That's actually an interesting example.  The above code has
undefined behavior, regardless of what the user code does, since
you cannot copy an uninitialized value (in theory, and except
with memcpy and the like.)

And while I don't know about this exact example, I have had
problems in the past with code like:

    struct
    {
        char            name[ 20 ] ;
        char            id[ 15 ] ;
        //  ...
    } ;

being used for disk layout, and the fields being initialized
using strcpy.  I got error messages from the system about
reading uninitialized memory.

--
James Kanze                                           GABI Software
Conseils en informatique orient   e objet/
                   Beratung in objektorientierter Datenverarbeitung
9 place S   mard, 78210 St.-Cyr-l'   cole, France, +33 (0)1 30 23 00 34


---
[ comp.std.c++ is moderated.  To submit articles, try just posting with ]
[ your news-reader.  If that fails, use mailto:std-c++@ncar.ucar.edu    ]
[              --- Please see the FAQ before posting. ---               ]
[ FAQ: http://www.comeaucomputing.com/csc/faq.html                      ]





Author: "kanze" <kanze@gabi-soft.fr>
Date: Thu, 18 May 2006 00:56:44 CST
Raw View
"Tom   s" wrote:
> > Does all of this imply that the following expression need not be true:

> > sizeof( u16 ) == sizeof ( u8 )

> Meant to write:

>     sizeof(u16) == 2 * sizeof( u8 )

The important point here is that sizeof(T) * CHAR_BIT doesn't
necessarily give you the log2 of
std::numeric_limits<T>::max()+1 (supposing the latter
representable).  Unless T is unsigned char.  Thus, on a Unisys
series A, short, int and long all have a sizeof of 6, CHAR_BIT
is 8, but UINT_MAX is 2^40, and not 2^48.

--
James Kanze                                           GABI Software
Conseils en informatique orient   e objet/
                   Beratung in objektorientierter Datenverarbeitung
9 place S   mard, 78210 St.-Cyr-l'   cole, France, +33 (0)1 30 23 00 34


---
[ comp.std.c++ is moderated.  To submit articles, try just posting with ]
[ your news-reader.  If that fails, use mailto:std-c++@ncar.ucar.edu    ]
[              --- Please see the FAQ before posting. ---               ]
[ FAQ: http://www.comeaucomputing.com/csc/faq.html                      ]





Author: kuyper@wizard.net
Date: Thu, 18 May 2006 00:58:21 CST
Raw View
kanze wrote:
.
> Not in C -- this is an extension in C++.  In C, the standard
> explicitly allows negative 0 (in 1's complement and signed
> magnitude representation) to be a trapping value -- this
> obviously doesn't affect unsigned char, but it does mean that
> signed char, and plain char if it is signed, can have a trapping
> representation.

Oddly enough, trap representations aren't defined by the fact that they
trap, they are actually defined by the fact that they don't represent a
valid value. The term "trap" refers to the fact that any attempt to
actually use the value of an object containing a trap representation
(in C++ terms, this would correspond to an lvalue->rvalue conversion)
has undefined behavior - except if it is accessed through an lvalue of
character type. The C standard doesn't explain what happens if you try
to access a trap representation of a character type, but it clearly
prohibits the operation from trapping.

I have never quite figured out what to make of that. Some people have
argued that the absense of any definition of the behavior renders the
behavior implicitly undefined, and that makes a bit of sense, but that
interpretation makes the exception for character types pointless.

---
[ comp.std.c++ is moderated.  To submit articles, try just posting with ]
[ your news-reader.  If that fails, use mailto:std-c++@ncar.ucar.edu    ]
[              --- Please see the FAQ before posting. ---               ]
[ FAQ: http://www.comeaucomputing.com/csc/faq.html                      ]

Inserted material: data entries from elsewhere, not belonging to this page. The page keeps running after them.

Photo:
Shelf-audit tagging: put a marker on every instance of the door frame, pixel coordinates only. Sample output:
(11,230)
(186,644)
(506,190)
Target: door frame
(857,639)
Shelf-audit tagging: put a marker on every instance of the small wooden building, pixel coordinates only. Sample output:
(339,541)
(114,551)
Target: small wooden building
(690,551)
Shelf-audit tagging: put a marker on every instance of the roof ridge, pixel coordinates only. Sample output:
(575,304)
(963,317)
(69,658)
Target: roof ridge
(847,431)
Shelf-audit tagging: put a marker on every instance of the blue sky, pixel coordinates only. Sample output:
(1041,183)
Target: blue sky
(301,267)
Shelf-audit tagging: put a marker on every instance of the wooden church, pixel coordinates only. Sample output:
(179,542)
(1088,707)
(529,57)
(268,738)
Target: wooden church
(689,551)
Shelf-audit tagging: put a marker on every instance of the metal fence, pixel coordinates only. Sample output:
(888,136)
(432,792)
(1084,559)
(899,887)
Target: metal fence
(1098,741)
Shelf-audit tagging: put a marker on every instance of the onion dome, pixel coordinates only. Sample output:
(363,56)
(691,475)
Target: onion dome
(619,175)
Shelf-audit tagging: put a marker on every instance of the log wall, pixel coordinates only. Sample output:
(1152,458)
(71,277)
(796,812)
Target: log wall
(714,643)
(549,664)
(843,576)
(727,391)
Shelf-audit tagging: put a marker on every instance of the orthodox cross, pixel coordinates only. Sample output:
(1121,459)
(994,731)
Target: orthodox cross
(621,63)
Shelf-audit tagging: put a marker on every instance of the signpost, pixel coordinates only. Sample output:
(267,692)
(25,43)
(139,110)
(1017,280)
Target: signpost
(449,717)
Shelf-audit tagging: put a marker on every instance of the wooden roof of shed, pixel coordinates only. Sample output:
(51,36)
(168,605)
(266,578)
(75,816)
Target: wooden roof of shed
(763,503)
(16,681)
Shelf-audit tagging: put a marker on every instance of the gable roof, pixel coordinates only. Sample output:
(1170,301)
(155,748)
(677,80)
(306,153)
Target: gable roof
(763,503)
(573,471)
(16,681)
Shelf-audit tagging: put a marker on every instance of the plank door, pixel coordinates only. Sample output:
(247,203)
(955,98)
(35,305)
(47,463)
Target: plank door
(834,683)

Author: "Tom s" <NULL@NULL.NULL>
Date: Fri, 12 May 2006 12:15:31 CST
Raw View
Jeff Rife posted:

>> Is there not a requirement whereby an X-Bit unsigned integral type
>> can:
>>
>> a) Hold 2^X unique values
>>
>> b) Store values 0 to ( 2^X - 1 ) inclusive
>
> For "signed char" and "unsigned char" (and thus, "char"), there appears
> to be this requirement based on the wording in 3.9.1.1, but "these
> requirements do not hold for other types".  There are no changes to
> this section in the draft concerning this wording, so I'd say it's not
> gonna change.


[Note to moderator: This is my second time sending this; I sent it yesterday
but it never showed up. Please discard the previous post if you end up
letting this one through.]

Here's a quotation from page 82 of the Standard:-

3.9.1.4 :

/* Begin Quotation */
Unsigned integers, declared unsigned, shall obey the laws of arithmetic
modulo 2^n where n is the number of bits in the value representation of that
particular size of integer.
(This implies that unsigned arithmetic does not overflow because a result
that cannot be represented by the resulting unsigned integer type is reduced
modulo the number that is one greater than the largest value that can be
represented by the resulting unsigned integer type.)
/* End Quotation */


>From this, we can conclude the following:

1) 16-Bit unsigned integers obey the laws of arithmetic modulo 65 536.
2) The number by which the figure is reduced modulo is one greater than the
largest value that can be represented, and therefore, the max value can be
calculated from 65 536 - 1, yielding the max value as: 65 535.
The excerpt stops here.